Data Eng Weekly

Data Eng Weekly Issue #291

02 December 2018

Lots of coverage of Apache Kafka and change data capture this week, including Kafka at Pinterest, why Twitter is moving to Kafka, and change data capture for MySQL and MongoDB. There are also posts from Criteo on their real time Apache Flink use case and AirBnB on their Spark Streaming and HBase data load system. In releases, it was a busy week with a few AWS re:Invent announcements, Dask and Apache Samza hitting version 1.0, and the first major release of FoundationDB since it was open sourced. With two weeks worth of articles to sort through, it ended up being a pretty large issue (even after I cut several good posts).


Introducing the first AI / Machine Learning course with a job guarantee.
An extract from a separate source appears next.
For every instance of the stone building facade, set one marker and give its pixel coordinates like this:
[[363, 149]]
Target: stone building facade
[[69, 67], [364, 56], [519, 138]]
Springboard's new AI / Machine Learning Career Track is an intensive program that will equip you to transition into a role as a machine learning engineer.

With support from their career services team, they confident that you will find a job within six months of completing the course. But if you don’t, they'll refund your tuition.

Learn more today:


This presentation has a fantastic overview of Change Data Capture with MySQL. It motivates the use case, describes how Debezium streams changes to Kafka based on the MySQL binlog, and describes how to query the data that it creates. There's also a discussion of building the same for Apache Cassandra, which doesn't have a single binlog to plug into due to its replication model.

The dataArtisans blog has a post on the four key steps to making an Apache Flink deployment production ready.

Criteo writes about how they use Apache Flink for real time analytics of data in their multi-data center Kafka cluster. There are some interesting details about how they use watermarks for event time as data is replicated/re-partitioned across clusters.

For real time event data, AirBnB uses Spark Streaming to send events from Apache Kafka to Apache HBase for deduplication. Typically, Kafka consumers are limited to the parallelism of the number of topics, which doesn't scale in the way that AirBnB needs. Taking advantage of the fact that their application doesn't require processing events in order, they have built a new Spark-Kafka connector that can dynamically scale by splitting data inputs within a partition by offset ranges.

This post on the Luigi workflow engine covers how the team at ZOLA Electric deploys Luigi via Docker (and configures the visualizer and task history), replicates data from RDS to Redshift, represents dependencies between SQL scripts via annotations, integrates with Slack for alerting, and more.

YugaByte DB is an interesting new database to watch—it supports the Cassandra, Redis, and Postgres (beta) APIs. In this post, they demonstrate the differences between a NoSQL and SQL database with the Cassandra and Postgres interfaces as an example. For extra comparison, they also do the same with MongoDB.

The Confluent blog describes the high level tasks needed to design, build, and test a multi-datacenter Apache Kafka deployment.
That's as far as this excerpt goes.